Planning for stability is easy when things are stable, but entering the unknown comes with a handful of new and unexpected challenges. The first step to being resilient is to account for a variety of different circumstances beyond traditional risk factor calculations, how they might impact business and how you could best recover from each scenario: What can we do if we risk losing ‘x’ amount of money in this timeframe? Could we maximize other opportunities if business as usual had to temporarily stop? Having this multi-timescale perspective available to everyone in the company creates a level of certainty that allows workers to better adapt, especially compared to businesses that have strict or unconsidered procedures for change.

Trust Your Employees

Managing diversity also expands beyond hypotheticals. Each employee offers their own unique capabilities, so having a flexible work environment will allow those skills to thrive and lead to quicker recovery times. Trusting employees to create the workflow that works best for them offers a fresh perspective on ways to restructure your business based on the needs of any unpredictable scenario. Plus, allowing variance and inviting collaboration makes for an ongoing trial and error process to find out what will work and what won’t.
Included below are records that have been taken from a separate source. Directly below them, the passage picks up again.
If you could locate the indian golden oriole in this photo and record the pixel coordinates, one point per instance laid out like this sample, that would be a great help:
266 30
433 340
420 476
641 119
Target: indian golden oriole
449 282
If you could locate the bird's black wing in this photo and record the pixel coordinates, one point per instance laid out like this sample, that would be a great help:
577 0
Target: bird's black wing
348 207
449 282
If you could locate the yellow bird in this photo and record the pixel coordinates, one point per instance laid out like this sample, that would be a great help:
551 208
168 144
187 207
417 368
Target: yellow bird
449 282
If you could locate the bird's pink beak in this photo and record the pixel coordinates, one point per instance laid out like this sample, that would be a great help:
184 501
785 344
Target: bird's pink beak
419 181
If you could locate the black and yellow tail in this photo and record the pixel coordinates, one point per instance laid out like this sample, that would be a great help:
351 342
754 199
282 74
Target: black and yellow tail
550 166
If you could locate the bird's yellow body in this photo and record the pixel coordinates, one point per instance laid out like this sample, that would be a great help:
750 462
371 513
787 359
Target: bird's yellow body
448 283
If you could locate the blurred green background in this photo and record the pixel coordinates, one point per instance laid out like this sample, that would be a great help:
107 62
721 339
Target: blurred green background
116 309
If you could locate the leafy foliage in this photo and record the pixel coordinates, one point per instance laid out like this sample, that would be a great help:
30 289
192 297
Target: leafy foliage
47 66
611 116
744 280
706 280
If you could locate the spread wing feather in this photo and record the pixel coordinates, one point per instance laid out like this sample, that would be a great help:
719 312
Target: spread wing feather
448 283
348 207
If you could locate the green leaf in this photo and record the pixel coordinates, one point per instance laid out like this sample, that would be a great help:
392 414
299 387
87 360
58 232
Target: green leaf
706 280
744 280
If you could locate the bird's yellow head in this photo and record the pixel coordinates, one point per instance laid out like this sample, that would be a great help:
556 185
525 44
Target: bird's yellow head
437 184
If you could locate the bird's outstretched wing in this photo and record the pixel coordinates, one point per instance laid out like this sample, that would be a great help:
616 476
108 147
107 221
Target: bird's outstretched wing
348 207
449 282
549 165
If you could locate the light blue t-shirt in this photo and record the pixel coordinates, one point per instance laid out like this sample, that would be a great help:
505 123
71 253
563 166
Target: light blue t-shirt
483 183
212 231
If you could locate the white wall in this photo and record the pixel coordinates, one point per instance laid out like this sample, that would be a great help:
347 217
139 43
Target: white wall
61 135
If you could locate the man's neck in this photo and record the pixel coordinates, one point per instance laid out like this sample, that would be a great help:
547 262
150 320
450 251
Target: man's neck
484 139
Know the Benefits — And Learn From Them

It’s important to remember that the benefits of resilience are not necessarily immediate, rather, they progressively increase a company’s opportunity for success throughout multiple encounters with uncertainty. These include being able to better recognize threats and knowing how to plan for them, resisting the original shock of dilemmas by having a readily available plan, experiencing quicker recovery times, and developing the ability to better manage future crises.

Keep Your Guard Up

Perhaps the most vital part of planning for resilience is to make sure that developing a plan isn’t a one-and-done situation. Constantly measuring and reconsidering the adaptability of your business and analyzing new or reanalyzing old procedures will allow your plans to evolve with the economy and your employees. Resilience isn’t a “one size fits all” action for every business, so recognizing how to utilize your strengths and account for any weaknesses in the face of uncertainty will help maximize opportunities to not only recover, but come out stronger on the other side.